As someone who believes in the inherent and equal dignity of all members of the human family, including the child in the womb, would you propose to Congress appropriate legislation, pursuant to the Fourteenth Amendment, to protect human life in all stages and conditions?

It is a thoughtful question, and I’m glad Professor George asked it. The reason he chose this question was because he wanted the candidate to reflect on three interrelated issues: “(1) our obligations to human life in the era of Roe v.

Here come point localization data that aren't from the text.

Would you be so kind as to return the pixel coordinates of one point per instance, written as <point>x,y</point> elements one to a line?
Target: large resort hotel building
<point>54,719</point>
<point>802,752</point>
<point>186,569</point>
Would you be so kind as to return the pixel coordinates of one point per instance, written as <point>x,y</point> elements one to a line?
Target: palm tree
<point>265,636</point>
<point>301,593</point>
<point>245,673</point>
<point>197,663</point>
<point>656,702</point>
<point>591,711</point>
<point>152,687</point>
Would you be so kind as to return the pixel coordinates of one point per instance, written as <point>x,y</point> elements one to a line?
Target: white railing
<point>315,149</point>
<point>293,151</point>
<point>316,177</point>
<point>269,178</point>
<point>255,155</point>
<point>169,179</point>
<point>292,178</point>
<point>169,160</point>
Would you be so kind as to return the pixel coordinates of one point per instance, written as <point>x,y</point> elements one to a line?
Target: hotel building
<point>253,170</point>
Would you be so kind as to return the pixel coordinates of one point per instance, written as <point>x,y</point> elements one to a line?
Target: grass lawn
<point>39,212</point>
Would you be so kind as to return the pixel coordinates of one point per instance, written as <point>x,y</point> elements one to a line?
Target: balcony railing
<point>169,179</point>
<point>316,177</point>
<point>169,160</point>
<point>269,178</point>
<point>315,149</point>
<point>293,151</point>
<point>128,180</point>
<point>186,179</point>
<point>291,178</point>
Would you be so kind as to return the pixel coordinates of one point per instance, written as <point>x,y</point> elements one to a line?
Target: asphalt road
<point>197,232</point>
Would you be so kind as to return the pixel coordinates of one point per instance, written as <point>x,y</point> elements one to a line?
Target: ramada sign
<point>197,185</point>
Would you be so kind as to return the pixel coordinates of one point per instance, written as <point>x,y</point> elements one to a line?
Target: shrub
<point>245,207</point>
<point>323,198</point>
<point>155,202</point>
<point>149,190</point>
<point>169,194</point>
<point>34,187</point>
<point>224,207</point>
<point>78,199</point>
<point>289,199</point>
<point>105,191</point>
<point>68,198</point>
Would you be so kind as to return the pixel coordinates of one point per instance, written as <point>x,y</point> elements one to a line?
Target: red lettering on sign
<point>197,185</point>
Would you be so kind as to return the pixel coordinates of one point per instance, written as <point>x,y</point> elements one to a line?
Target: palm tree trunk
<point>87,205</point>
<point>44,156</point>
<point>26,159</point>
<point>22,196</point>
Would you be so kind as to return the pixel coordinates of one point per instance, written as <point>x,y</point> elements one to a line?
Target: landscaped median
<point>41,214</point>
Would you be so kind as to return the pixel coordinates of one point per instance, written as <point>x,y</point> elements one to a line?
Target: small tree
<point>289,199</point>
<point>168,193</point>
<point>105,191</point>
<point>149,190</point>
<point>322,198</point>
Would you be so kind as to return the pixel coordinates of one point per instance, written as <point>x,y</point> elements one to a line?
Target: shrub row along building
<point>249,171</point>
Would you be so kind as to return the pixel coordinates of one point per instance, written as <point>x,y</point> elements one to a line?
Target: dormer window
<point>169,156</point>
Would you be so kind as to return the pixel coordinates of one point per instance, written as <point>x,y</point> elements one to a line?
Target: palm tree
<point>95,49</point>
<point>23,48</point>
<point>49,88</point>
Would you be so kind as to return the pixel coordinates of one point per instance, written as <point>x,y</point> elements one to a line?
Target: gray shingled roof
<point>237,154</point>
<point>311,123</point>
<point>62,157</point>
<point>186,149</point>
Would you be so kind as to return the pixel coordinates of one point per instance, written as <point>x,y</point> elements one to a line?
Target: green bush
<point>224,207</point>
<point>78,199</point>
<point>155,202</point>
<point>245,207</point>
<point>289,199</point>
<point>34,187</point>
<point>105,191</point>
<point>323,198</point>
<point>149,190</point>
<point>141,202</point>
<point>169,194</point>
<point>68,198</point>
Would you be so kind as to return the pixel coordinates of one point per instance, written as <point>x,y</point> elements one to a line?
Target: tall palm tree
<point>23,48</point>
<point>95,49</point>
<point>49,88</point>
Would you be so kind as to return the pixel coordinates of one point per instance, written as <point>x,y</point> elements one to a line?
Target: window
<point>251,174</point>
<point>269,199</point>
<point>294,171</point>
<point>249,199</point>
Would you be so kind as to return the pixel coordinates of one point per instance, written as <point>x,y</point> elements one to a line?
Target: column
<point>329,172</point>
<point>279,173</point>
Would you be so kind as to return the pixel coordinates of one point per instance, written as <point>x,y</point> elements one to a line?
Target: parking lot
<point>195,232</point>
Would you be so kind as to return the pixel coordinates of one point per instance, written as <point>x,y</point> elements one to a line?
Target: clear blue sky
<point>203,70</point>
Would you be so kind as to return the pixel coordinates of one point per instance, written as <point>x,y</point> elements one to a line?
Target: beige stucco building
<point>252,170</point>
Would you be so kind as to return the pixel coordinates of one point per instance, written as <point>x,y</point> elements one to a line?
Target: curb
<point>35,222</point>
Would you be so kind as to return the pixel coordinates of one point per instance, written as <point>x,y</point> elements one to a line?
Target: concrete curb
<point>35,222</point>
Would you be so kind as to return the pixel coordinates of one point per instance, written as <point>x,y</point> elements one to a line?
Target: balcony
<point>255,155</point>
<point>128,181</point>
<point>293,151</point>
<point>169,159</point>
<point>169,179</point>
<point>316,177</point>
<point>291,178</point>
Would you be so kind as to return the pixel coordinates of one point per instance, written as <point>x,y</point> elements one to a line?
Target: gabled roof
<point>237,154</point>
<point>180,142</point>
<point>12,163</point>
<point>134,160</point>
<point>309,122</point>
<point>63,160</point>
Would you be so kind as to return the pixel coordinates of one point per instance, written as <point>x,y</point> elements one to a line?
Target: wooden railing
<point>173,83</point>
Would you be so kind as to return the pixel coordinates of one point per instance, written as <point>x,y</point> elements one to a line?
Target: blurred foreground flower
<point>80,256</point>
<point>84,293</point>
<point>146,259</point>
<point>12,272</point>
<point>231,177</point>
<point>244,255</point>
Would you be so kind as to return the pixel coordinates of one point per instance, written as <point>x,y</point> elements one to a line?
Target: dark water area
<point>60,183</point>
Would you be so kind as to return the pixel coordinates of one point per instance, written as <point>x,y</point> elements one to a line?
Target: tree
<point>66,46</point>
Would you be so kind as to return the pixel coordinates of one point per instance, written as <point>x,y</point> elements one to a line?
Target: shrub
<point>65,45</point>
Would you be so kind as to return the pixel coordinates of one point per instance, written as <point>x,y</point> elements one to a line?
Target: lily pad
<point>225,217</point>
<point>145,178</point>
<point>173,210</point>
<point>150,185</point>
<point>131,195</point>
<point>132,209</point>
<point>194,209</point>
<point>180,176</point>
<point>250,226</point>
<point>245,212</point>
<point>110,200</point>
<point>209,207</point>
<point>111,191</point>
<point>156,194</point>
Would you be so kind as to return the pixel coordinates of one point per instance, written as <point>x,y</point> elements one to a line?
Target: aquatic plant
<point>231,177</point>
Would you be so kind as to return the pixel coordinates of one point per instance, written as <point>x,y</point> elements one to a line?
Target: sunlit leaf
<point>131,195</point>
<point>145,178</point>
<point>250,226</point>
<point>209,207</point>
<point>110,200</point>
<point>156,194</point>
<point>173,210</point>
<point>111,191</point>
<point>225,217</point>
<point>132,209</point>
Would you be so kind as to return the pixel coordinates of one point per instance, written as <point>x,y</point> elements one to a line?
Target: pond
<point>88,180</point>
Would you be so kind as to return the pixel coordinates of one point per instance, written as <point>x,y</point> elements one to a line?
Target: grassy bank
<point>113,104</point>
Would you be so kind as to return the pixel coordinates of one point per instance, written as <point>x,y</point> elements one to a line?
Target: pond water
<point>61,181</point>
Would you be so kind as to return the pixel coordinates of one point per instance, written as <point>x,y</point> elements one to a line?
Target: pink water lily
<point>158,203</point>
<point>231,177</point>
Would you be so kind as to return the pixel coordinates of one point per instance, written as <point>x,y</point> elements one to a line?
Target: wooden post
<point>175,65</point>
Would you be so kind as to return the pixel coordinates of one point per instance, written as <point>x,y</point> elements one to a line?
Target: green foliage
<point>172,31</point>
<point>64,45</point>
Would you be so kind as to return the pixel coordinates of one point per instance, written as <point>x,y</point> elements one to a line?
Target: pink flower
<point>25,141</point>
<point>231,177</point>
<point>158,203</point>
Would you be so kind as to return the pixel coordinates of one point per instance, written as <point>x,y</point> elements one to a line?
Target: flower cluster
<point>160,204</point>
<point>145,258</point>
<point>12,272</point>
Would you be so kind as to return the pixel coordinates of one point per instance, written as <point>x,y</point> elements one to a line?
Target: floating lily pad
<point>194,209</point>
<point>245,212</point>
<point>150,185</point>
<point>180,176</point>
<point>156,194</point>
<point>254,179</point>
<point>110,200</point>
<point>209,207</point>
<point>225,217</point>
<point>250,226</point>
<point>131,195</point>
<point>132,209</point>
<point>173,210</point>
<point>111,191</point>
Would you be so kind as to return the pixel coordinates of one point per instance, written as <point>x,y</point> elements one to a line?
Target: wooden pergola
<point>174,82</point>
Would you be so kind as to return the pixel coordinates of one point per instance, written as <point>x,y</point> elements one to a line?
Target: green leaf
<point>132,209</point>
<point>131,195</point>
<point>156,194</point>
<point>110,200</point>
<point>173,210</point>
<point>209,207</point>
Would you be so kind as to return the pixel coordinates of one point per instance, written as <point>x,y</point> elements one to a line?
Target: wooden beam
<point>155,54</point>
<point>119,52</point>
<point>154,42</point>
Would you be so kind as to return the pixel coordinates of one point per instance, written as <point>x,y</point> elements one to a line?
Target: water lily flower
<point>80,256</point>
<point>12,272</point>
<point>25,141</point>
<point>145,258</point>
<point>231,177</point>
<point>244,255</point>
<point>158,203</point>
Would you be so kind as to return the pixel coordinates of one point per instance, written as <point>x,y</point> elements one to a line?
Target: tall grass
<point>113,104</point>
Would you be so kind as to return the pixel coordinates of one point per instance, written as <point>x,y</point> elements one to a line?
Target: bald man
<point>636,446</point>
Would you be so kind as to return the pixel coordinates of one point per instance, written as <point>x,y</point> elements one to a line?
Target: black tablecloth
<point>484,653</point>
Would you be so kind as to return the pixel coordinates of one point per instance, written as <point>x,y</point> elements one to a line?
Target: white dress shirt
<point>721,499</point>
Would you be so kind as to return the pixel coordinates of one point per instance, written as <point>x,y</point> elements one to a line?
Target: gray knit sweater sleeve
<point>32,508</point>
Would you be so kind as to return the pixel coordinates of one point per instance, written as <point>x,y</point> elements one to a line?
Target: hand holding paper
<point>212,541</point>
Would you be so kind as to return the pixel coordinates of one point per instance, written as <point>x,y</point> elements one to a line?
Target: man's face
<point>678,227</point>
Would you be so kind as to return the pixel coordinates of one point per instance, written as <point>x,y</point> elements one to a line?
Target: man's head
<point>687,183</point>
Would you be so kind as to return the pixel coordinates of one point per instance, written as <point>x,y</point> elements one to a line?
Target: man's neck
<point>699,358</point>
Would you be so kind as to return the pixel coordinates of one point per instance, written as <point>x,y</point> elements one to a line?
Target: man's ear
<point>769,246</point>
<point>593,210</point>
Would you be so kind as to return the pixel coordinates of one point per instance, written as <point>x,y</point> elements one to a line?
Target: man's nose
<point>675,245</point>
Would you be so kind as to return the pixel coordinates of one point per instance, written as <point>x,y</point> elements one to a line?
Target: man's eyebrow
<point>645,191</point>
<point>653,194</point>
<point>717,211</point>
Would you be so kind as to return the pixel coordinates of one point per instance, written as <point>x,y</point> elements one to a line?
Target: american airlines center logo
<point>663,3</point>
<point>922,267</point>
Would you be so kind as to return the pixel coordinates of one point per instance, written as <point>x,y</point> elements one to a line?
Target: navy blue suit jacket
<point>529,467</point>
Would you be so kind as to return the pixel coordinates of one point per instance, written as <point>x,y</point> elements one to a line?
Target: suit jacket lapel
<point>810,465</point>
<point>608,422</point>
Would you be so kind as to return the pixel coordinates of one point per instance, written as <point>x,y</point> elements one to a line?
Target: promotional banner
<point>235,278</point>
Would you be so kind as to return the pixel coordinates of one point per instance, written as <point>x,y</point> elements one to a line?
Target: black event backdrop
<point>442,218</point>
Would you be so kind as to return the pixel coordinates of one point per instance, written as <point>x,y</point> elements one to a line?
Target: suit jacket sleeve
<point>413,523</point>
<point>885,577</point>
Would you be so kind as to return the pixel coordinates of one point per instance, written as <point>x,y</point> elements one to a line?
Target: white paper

Wade; (2) the relationship of federal to state power in our federalist system when it comes to protecting basic rights; and (3) the options available in the face of judicial edicts that violate constitutional principles, as the Roe decision infamously did, by usurping the authority of the people acting through their elected representatives.”

You can read his later reflections on the candidates’ responses and on criticisms he received for asking it.

Why did he ask about Congress rather than the Supreme Court? Perhaps in part because the Supreme Court has repeatedly ruled on this interpretation, and ruled against it.

Clarke Forsythe, Senior Counsel for Americans United for Life, explains in his very good book Politics for the Greatest Good: The Case for Prudence in the Public Square why it will be virtually impossible to see the Court reversing itself in the foreseeable future. Here is the relevant excerpt from an interview I conducted with him a couple of years ago:

The Fourteenth Amendment says that no state may “deprive any person of life, liberty, or property, without due process of law; nor deny to any person within its jurisdiction the equal protection of the laws.” Roe declared that an unborn child is not a “person” protected under the Fourteenth Amendment. Some pro-life advocates would like to see the Court revisit this holding. Why, in your view, is that improbable?

It is not simply “improbable” but almost certainly impossible in our lifetime.

That’s because every single justice since Roe has rejected it (the proposition that the unborn child is a “person” within the meaning of the Fourteenth Amendment), including the most anti-Roe justices, Justice Scalia and Justice Thomas. And Scalia and Thomas have rejected it for at least two or three reasons.

First, the words “abortion” and “unborn child” are not in the Constitution; they weren’t specifically considered by the framers of the 14th Amendment.

Second, Justice Scalia and Thomas believe that the abortion issue was and is an issue for the states to decide, as a constitutional matter.

The third is perhaps the most powerful and the one most often ignored by pro-lifers: Scalia and Thomas want the Court out of the “abortion-umpiring business,” which they think has undermined the integrity of the Court as a constitutional and political institution. The declaration that the unborn child is a “person” within the meaning of the 14th Amendment would not extract the Court but thrust it more deeply into the “abortion-umpiring business.”

So, for both constitutional and institutional reasons, Scalia and Thomas have at least implicitly rejected 14th Amendment “personhood,” and it’s almost certain that any justice nominated by even a pro-life president and confirmed by the Senate in the next 20 years will be heavily influenced by the reasoning of Scalia and Thomas. We don’t have to agree with that, but we do need to understand it.

As a practical matter, then, some President would have to nominate, and the Senate confirm, at least six justices who are willing to adopt what Justices Scalia and Thomas have rejected. That might happen in 2050, if, between now and then, Roe is overturned and a majority of states enact and enforce prohibitions on abortion, thereby exhibiting a national political culture that opposes all abortion. But that’s not political reality in 2010.

Last but not least, federal constitutional “personhood” was argued to the Supreme Court by Texas and Georgia in the oral arguments in 1971 and 1972 leading up to the Roe decision in 1973, and has been argued to the Supreme Court, in legal briefs, at least 25 times since Roe. So, it’s not a new argument that the Court hasn’t heard before.


Again, Professor George’s question is different and intriguing. It will be interesting to see how this plays out in the cause for life.